The Pancreas and Pancreatic Cancer
An Interview with Nicholas Gonzalez, M.D.
With permission from totalhealth Magazine, Volume 28, No. 4. For subscription information, call 1-888-316-6051.
As a medical student at Cornell in 1981, Nick first began investigating the work of the late and very eccentric Dr. William Kelley, the dentist who developed a nutritional enzyme approach to cancer during the 1960’s. His research mentor at the time, Dr. Robert Good – then President of Sloan-Kettering and recently described in his obituary as the “Father of Modern Immunology” – suggested as part of Nick’s project he evaluate all patients with appropriately diagnosed inoperable pancreatic cancer treated by Dr. Kelley within a specific time frame (Nick ultimately chose the years 1974-1982). Dr. Good, wise teacher that he could be, encouraged Nick to focus his efforts on this particular malignancy, since pancreatic cancer was at the time, as it is today, an invidiously aggressive illness that kills most of its victims within 3-6 months. Dr. Good realized Kelley treated other types of cancers as well as non-cancer illnesses. But he felt that if Nick could show Kelley had even a few significant victories against this disease, his work would deserve to be taken more seriously – after all, no one in orthodox oncology anywhere could claim any success with inoperable pancreatic cancer.
In Nick’s searchings through Kelley’s files he did indeed discover a series of remarkable patients diagnosed with pancreatic cancer who had done extraordinarily well for years under Kelley’s care. He documented these unusual cases as a part of his lengthy report on Kelley’s methods, completed as fulfillment for his immunology research training under Dr. Good – who by that time had moved to All Children’s Hospital in Florida. Though the original manuscript remains unpublished to this day [note: One Man Alone was later published in 2010 by New Spring Press and also available on Amazon] – due to the usual biases in the medical and publishing world – by the late 1980s, long after Kelley had closed down his office and disappeared from view, word of Nick’s study and his unusual findings with pancreatic cancer spread quickly in the alternative world.
In 1993, Dr. Michael Friedman, then Associate Director of the National Cancer Institute, suggested Nick pursue a small pilot study, evaluating his nutritional approach in patients diagnosed with inoperable pancreatic cancer, for reasons similar to those of Dr. Good 12 years earlier. He felt that if Nick had the guts to put his therapy to the test against pancreatic cancer in a formal clinical trial and the treatment showed some benefit even in a few patients, the NCI would have to move to the next level with his work and support large controlled clinical studies. By “benefit” Dr. Friedman meant three out of 10 patients living one year.
Nick far exceeded Dr. Friedman’s definition of success; of the eleven patients in the study, eight with very advanced stage IV disease, nine lived at least a year, five lived two years or more, and two lived beyond four years. Based on these well-documented results, published in a peer-reviewed journal in 1999, the NCI agreed to fund a comprehensive controlled study, originally designed to pit The Gonzalez Protocol® against the best available chemotherapy in patients diagnosed with inoperable pancreatic cancer. This closely followed study seems well-known within both the alternative and the orthodox medical world as one of the NCI’s first attempts to study, seriously, an alternative approach to cancer. Unfortunately, despite the earlier optimism that surrounded the project, it remains seven years later uncompleted, for many reasons that for now must be kept confidential.

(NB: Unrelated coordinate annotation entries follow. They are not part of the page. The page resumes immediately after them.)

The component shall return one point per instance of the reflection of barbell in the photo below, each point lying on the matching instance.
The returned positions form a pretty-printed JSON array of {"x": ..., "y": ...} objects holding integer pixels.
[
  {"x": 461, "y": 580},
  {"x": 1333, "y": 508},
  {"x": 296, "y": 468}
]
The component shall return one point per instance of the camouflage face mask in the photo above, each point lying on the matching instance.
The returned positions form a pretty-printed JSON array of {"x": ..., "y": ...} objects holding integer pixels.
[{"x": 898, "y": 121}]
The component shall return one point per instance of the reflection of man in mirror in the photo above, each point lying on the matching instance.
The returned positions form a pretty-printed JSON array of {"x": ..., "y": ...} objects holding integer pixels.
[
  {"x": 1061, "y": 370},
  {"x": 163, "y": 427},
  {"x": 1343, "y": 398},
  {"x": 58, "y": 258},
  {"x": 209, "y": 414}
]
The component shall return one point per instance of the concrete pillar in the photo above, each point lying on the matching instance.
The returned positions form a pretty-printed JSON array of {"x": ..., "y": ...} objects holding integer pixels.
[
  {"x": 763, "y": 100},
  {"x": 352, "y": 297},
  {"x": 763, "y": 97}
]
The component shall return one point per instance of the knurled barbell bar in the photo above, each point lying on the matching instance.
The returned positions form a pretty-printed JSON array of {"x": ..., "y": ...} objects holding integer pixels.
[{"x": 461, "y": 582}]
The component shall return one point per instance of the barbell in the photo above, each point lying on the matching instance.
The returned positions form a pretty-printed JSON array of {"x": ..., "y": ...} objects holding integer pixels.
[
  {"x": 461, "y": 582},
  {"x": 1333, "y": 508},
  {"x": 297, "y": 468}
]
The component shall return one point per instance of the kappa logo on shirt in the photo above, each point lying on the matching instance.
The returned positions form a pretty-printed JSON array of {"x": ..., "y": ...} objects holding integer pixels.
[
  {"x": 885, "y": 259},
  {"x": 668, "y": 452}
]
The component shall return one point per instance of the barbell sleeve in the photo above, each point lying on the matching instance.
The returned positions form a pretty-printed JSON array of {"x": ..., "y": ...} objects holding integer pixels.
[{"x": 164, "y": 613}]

So though the long story of Nick’s clinical trial was told in his book What went Wrong, that project struggled along its peculiar pathway. Nick did pursue laboratory studies in a mouse pancreatic tumor model developed by the renowned molecular biologist Dr. Parviz Pour at the University of Nebraska. Again, as with the pilot study, the results were positive, impressive, published in the peer-reviewed literature, and presented at an NCI invitation-only conference.
Since so much of his research, both clinical and laboratory, has involved pancreatic cancer in one way or another, it’s understandable that many familiar with our regimen associate it primarily or even exclusively with the disease, even though Nick did treat all forms of cancer as well as non-malignant illness. Nonetheless, after several conversations with his friend Lyle Hurd, the publisher of totalhealth, Nick decided to write about this particular disease once again, concentrating not on the clinical studies, but our success with patients treated in his private practice. In doing so he hoped to demonstrate that with his nutritional therapy, a number of his patients have beaten soundly this normally rapidly terminal condition in a way unmatched anywhere in the orthodox oncology literature. Nick also hoped to make the same point Dr. Good made with him in their first conversations about Kelley 25 years ago, and the point Dr. Friedman repeated years later. If he could document even an occasional success with inoperable pancreatic cancer, The Gonzalez Protocol® deserves to be taken more seriously.